Baranyai: Triage framework should be debated as COVID’s third wave rises
Author of the article: Robin Baranyai
Baranyai: Triage framework should be debated as COVID’s third wave rises | London Free Press (lfpress.com)
Under normal circumstances, patient triage is about identifying who should be treated first: who needs resuscitation, and who can wait to have their broken wrist set. It is not a question of whether the patient receives the care they need, but when.
Last March, that assumption was turned on its head. The world watched in horror as Italy’s well-regarded health-care system, with 3.2 hospital beds per 1,000 people (compared to 2.5 in Canada), was overwhelmed.
Faced with too many patients and too few ventilators, doctors were forced to decide on the fly where scant resources should be allocated. All too often, it came down to the patient’s age.
Canadians hope to avoid these unthinkable choices. As they say: Hope for the best, but plan for the worst.
Concerns again were raised this week about Ontario’s emergency standard of care, designed to provide consistent medical guidance on decisions — should they become necessary — about who receives care, by prioritizing resources for the patients most likely to survive. The protocol includes an online risk calculator for short-term mortality.
The protocol has been shared with Ontario hospitals, though not approved by the Ministry of Health, nor officially made public. The ministry has deflected queries to Jennifer Gibson, director of the University of Toronto’s joint centre for bioethics, and co-chair of the government’s bioethics table, which developed the triage framework.
It’s not shocking there is a protocol for making life-or-death care decisions, should hospital resources be overwhelmed. It would be shocking if there were not.
It is concerning, however, that an updated version of the protocol was brought to light by a disability advocacy group, and not by an open process of consultation, as recommended by both the bioethics table and the Ontario Human Rights Commission.
Under the protocol, two physicians would be involved in treatment decisions. The online tool allows doctors to input data on the severity of comorbid conditions, such as cancer, to help estimate patients’ odds of survival. Those with the best chance of surviving 12 months would be given priority for ICU beds.

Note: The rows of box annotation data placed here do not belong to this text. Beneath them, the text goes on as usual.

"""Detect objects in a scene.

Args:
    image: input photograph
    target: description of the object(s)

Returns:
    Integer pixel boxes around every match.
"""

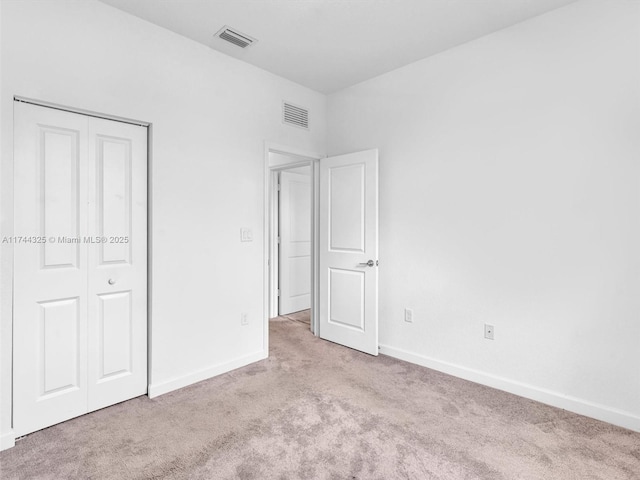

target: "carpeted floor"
[0,318,640,480]
[281,310,311,325]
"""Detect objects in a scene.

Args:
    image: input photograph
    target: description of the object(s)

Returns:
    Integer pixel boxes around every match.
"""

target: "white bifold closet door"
[13,102,147,436]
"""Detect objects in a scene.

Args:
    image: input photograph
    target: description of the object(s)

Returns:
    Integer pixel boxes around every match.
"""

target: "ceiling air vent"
[216,25,257,48]
[282,102,309,130]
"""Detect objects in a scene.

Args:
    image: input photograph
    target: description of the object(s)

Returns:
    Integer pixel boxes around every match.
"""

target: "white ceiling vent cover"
[282,102,309,130]
[215,25,257,48]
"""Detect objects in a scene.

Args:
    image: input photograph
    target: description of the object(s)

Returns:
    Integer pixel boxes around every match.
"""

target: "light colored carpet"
[0,318,640,480]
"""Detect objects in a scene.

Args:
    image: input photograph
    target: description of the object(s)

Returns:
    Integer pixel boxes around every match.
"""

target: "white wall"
[0,0,326,441]
[328,0,640,430]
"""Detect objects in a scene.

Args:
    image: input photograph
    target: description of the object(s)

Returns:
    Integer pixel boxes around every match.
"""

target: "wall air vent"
[215,25,257,48]
[282,102,309,130]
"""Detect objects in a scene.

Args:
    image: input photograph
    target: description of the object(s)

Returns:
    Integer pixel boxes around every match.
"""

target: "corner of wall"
[0,430,16,451]
[147,350,268,398]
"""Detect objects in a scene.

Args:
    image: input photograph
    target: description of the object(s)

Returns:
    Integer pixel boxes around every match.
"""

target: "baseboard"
[0,430,16,451]
[148,350,268,398]
[379,345,640,432]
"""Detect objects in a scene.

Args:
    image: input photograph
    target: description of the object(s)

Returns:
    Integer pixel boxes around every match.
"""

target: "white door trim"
[263,142,325,357]
[9,95,153,442]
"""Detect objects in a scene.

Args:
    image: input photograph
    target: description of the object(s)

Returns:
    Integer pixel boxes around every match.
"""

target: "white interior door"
[87,118,147,411]
[278,167,311,315]
[319,150,378,355]
[13,103,147,435]
[13,103,88,436]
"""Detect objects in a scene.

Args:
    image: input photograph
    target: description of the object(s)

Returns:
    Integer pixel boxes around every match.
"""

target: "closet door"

The use of a clinical frailty scale (CFS) in risk calculations was flagged by the Accessibility for Ontarians with Disabilities Act (AODA) Alliance. It measures the ability to perform everyday tasks in patients older than 65. While a CFS may reduce the subjectivity of assessments, the AODA Alliance rightly points out, difficulty people with disabilities have with everyday tasks may have nothing to do with their odds of survival.

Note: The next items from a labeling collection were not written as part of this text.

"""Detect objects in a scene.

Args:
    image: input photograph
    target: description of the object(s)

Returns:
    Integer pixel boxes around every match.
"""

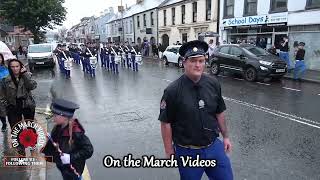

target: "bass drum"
[89,57,98,69]
[63,58,73,70]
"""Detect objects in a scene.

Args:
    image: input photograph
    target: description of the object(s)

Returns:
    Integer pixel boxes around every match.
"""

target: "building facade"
[220,0,320,70]
[158,0,218,46]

Similar concerns were raised by disability advocates in Quebec. An expert working group developed an emergency protocol last March, and the province held open consultations. The emergency protocol was revised after hearing from advocacy groups, including the Quebec Intellectual Disability Society.
Quebec’s protocol goes further than Ontario’s, establishing criteria by which patients could be removed from life support, if needed, without their consent. As yet, there is no mechanism in Ontario to prioritize treatment of patients with a higher likelihood of survival over those on life support.
This is deeply uncomfortable territory. It forces us to think about choices we’d rather not make, or have made for us. But if we want continued confidence in our health-care system, people need to know how these decisions could be made.
The hard choices of “battlefield medicine” may not be theoretical for long. At the height of the second wave in January, the number of COVID-19 patients in Ontario ICUs peaked at 420. As of Monday, there were 390.